Spring semester of eighth grade brought me into Mr. da Silva’s English class. A group of only five students, we met in the greenhouse on the second floor. Spider plants let down vines from the glass roof. Closer to our heads geraniums crowded in, giving off a smell somewhere between licorice and aluminum. In addition to me, there was Reetika, Tina, Joanne, and Maxine Grossinger. Though our parents were friends, I hardly knew Maxine. She didn’t mix with the other kids on Middlesex. She was always practicing her violin. She was the only Jewish kid at school. She ate lunch alone, spooning kosher food from Tupperware. I assumed her pallor was the result of being indoors all the time and that the blue vein that beat wildly at her temple was a kind of inner metronome.

Mr. da Silva had been born in Brazil. This was hard to notice. He wasn’t exactly the Carnival type. The Latin details of his childhood (the hammock, the outdoor tub) had been erased by a North American education and a love of the European novel. Now he was a liberal Democrat and wore black armbands in support of radical causes. He taught Sunday school at a local Episcopal church. He had a pink, cultivated face and dark blond hair that fell into his eyes when he recited poetry. Sometimes he picked thistles or wildflowers from the green and wore them in the lapel of his jacket.
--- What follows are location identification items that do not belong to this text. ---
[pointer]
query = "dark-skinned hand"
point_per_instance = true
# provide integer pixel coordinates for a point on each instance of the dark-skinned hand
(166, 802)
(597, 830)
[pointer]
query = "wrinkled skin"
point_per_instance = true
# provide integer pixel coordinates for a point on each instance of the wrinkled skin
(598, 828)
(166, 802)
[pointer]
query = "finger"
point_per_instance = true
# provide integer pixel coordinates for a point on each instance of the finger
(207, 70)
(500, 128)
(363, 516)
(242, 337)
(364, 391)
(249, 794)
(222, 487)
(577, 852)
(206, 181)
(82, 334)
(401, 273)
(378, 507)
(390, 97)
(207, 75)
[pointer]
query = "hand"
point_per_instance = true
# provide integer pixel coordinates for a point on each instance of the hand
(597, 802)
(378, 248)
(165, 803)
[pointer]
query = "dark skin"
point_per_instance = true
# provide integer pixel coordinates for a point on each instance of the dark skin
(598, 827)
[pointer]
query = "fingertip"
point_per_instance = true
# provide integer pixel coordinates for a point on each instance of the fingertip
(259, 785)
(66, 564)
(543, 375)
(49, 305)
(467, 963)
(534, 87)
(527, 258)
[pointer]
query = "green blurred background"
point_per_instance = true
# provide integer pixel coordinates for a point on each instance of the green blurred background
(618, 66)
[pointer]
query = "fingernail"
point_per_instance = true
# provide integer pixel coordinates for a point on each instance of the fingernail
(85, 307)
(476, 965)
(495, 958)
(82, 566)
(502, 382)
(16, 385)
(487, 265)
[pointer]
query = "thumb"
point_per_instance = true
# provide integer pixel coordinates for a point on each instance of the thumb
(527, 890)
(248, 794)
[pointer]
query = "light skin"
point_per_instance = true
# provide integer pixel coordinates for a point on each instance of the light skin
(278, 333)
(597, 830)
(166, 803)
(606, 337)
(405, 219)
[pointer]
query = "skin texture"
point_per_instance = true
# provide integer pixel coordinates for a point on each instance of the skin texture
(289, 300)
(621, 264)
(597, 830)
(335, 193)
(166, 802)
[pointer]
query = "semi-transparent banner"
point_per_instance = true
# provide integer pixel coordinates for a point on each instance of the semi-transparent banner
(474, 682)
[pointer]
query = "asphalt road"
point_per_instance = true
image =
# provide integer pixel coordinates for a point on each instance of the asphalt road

He had a short, compact body, and often did isometric exercises between class periods. He played the recorder, too. A music stand in his classroom held sheet music, early Baroque pieces, mostly.

He was a great teacher, Mr. da Silva. He treated us with complete seriousness, as if we eighth graders, during fifth period, might settle something scholars had been arguing about for centuries. He listened to our chirping, his hairline pressing down on his eyes. When he spoke himself, it was in complete paragraphs. If you listened closely it was possible to hear the dashes and commas in his speech, even the colons and semicolons. Mr. da Silva had a relevant quotation for everything that happened to him and in this way evaded real life. Instead of eating his lunch, he told you what Oblonsky and Levin had for lunch in Anna Karenina . Or, describing a sunset from Daniel Deronda , he failed to notice the one that was presently falling over Michigan.
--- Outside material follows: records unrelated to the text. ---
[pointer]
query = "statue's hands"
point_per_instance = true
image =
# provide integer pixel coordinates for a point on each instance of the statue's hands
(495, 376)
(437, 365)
Mr. da Silva had spent a summer in Greece six years before. He was still keyed up about it. When he described visiting the Mani, his voice became even mellower than usual, and his eyes glistened. Unable to find a hotel one night, he had slept on the ground, awaking the next morning to find himself beneath an olive tree. Mr. da Silva had never forgotten that tree. They had had a meaningful exchange, the two of them. Olive trees are intimate creatures, eloquent in their twistedness. It’s easy to understand why the ancients believed human spirits could be trapped inside them. Mr. da Silva had felt this, waking up in his sleeping bag.